Cette renationalisation avait été saluée au Sénat à droite comme à gauche. Mais depuis à la Haute assemblée, on s’accorde à dire que la situation tourne à « l’enlisement ». Depuis un peu plus d’un an, la cession pour un montant de 79,5 millions d’euros est suspendue aux investigations de la Commission européenne sur la conformité de l’opération au regard du droit de la concurrence. Faute d’avoir obtenu le feu vert de Bruxelles, le 30 décembre dernier, la France a prolongé pour la cinquième fois l’accord de cession des Chantiers de l’Atlantique.

15 jours pour voir l’offre italienne tombée

« Le constructeur italien n’a pas répondu aux interrogations des autorités européennes portant sur les engagements qu’il serait prêt à consentir en cas de rachat des Chantiers de l’Atlantique » estime, dans un communiqué, Sophie Primas présidente LR de la commission des Affaires économiques et auteure d’un rapport en octobre dernier sur le projet de cession des Chantiers de l’Atlantique.

Contactée par publicsenat.fr, la sénatrice des Yvelines se dit extrêmement surprise de la décision du gouvernement d’avoir prolongé pour un mois supplémentaire l’accord de cession alors qu’il avait une porte de sortie le 30 décembre dernier. « Si dans quinze jours, la commission européenne n’a pas donné son accord. La cession tombe. Et on pourra alors étudier officiellement l’offre d’un autre repreneur » met-elle en avant.

« Une alerte pour notre savoir-faire européen »
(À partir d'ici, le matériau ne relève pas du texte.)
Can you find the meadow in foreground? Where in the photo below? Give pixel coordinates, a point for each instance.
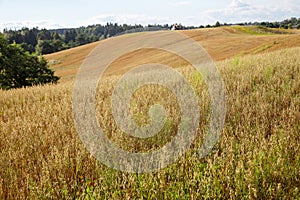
(257, 156)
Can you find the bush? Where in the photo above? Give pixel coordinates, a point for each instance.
(19, 68)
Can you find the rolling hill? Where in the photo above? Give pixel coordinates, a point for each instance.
(221, 43)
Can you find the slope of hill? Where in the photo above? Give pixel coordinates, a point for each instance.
(221, 43)
(257, 156)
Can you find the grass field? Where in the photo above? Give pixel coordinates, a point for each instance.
(257, 156)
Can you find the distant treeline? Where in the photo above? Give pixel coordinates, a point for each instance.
(49, 41)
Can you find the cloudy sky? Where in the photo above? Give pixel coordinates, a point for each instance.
(15, 14)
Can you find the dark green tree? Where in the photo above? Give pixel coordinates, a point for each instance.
(19, 68)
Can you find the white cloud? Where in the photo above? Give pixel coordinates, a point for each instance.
(129, 19)
(236, 11)
(240, 11)
(30, 24)
(180, 3)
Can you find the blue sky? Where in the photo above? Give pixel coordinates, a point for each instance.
(75, 13)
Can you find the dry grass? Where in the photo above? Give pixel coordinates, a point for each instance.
(221, 43)
(257, 156)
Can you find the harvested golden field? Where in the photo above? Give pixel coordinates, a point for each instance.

Car au Sénat, on s’inquiète vivement de voir aboutir « cet accord obsolète » selon l’avis du sénateur écologiste de Loire-Atlantique, Ronan Dantec. « Je n’ai rien contre les grandes entreprises européennes, c’est le sens de l’Histoire. Mais il y a une trop grande perméabilité entre Fincantieri avec les constructeurs chinois » souligne-t-il.
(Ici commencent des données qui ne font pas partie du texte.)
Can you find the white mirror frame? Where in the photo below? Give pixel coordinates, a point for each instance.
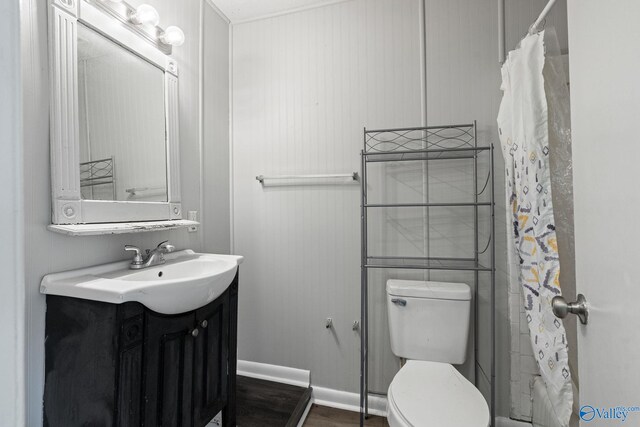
(67, 205)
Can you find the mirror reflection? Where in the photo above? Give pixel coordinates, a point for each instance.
(122, 122)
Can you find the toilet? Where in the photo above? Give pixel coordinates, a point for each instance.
(429, 326)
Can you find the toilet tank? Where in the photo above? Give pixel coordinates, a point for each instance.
(429, 320)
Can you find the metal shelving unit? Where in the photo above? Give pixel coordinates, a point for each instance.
(426, 144)
(98, 172)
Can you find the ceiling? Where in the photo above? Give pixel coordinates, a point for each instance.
(246, 10)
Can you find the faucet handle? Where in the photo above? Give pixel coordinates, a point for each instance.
(165, 247)
(137, 258)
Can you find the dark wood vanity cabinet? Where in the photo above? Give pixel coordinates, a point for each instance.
(123, 365)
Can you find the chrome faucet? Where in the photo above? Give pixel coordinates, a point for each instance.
(152, 256)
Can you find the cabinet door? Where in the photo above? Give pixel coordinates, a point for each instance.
(168, 372)
(211, 358)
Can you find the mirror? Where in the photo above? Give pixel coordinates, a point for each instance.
(115, 149)
(121, 118)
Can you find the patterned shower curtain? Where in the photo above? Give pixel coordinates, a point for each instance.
(524, 128)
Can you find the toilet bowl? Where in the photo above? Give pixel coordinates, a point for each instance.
(425, 394)
(429, 326)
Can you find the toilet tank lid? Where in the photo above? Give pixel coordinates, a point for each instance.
(427, 289)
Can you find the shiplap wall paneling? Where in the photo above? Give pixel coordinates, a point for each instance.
(215, 215)
(304, 86)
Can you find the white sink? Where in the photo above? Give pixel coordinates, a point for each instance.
(187, 281)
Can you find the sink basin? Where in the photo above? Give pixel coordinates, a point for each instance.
(187, 281)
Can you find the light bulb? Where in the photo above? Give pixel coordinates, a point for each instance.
(145, 15)
(172, 35)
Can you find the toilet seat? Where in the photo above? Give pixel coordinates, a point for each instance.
(425, 394)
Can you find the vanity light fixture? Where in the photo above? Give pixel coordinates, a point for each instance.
(145, 14)
(173, 36)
Fincantieri a effectivement créé avec China State Shipbuilding Corporation (CSSC) une coentreprise de production de paquebots en Chine, en acceptant au passage un transfert de technologies. « C’est une alerte pour notre savoir-faire européen », abonde Sophie Primas. La crise économique du covid-19 a également mis en lumière la nécessité pour la France de garder la main sur son industrie. Avec des carnets de commandes pleins pour les 10 prochaines années, les chantiers navals génèrent plus de 9 000 emplois directs et indirects. Sans compter les enjeux stratégiques, en 2025 le futur porte-avions nucléaire commencera sa construction aux Chantiers de l’Atlantique de Saint-Nazaire.

Alors pourquoi le gouvernement est toujours tourné vers l’offre Fincantieri ? « Il y a un aspect diplomatique entre la France et l’Italie qui rentre en ligne de compte. Mais ce n’est pas une raison pour prendre en otage les Chantiers de l’Atlantique », estime Yannick Vaugrenard, sénateur PS de la Loire-Atlantique.

D’autant que dans son rapport présenté en octobre, la commission des Affaires économiques du Sénat présentait plusieurs propositions à l’attention du gouvernement. Comme une implication plus importante de « l’écosystème économique local », en développant ce que les parlementaires nomment un « capitalisme territorial », qui comprendrait la participation des entreprises et collectivités locales au projet.

« La solution régionale » plébiscitée par le Sénat

« Ce ne serait pas délirant que la région Pays de la Loire qui a la compétence économique, puisse prendre une participation. C’est ce que l’Ile-de-France a commencé à faire avec la SEM (société d’économie mixte) », relève Sophie Primas. « La solution régionale mérite d’être exploitée mais pas uniquement les Pays de la Loire, la Bretagne aussi », appuie Ronan Dantec qui met en avant le savoir-faire du chantier naval de Brest.

« Nous ne comprendrions pas que ce fleuron industriel ne soit pas conservé », conclut Yannick Vaugrenard qui confie avoir examiné au Sénat il y a quelques semaines, une offre « sérieuse et crédible » d’un repreneur français.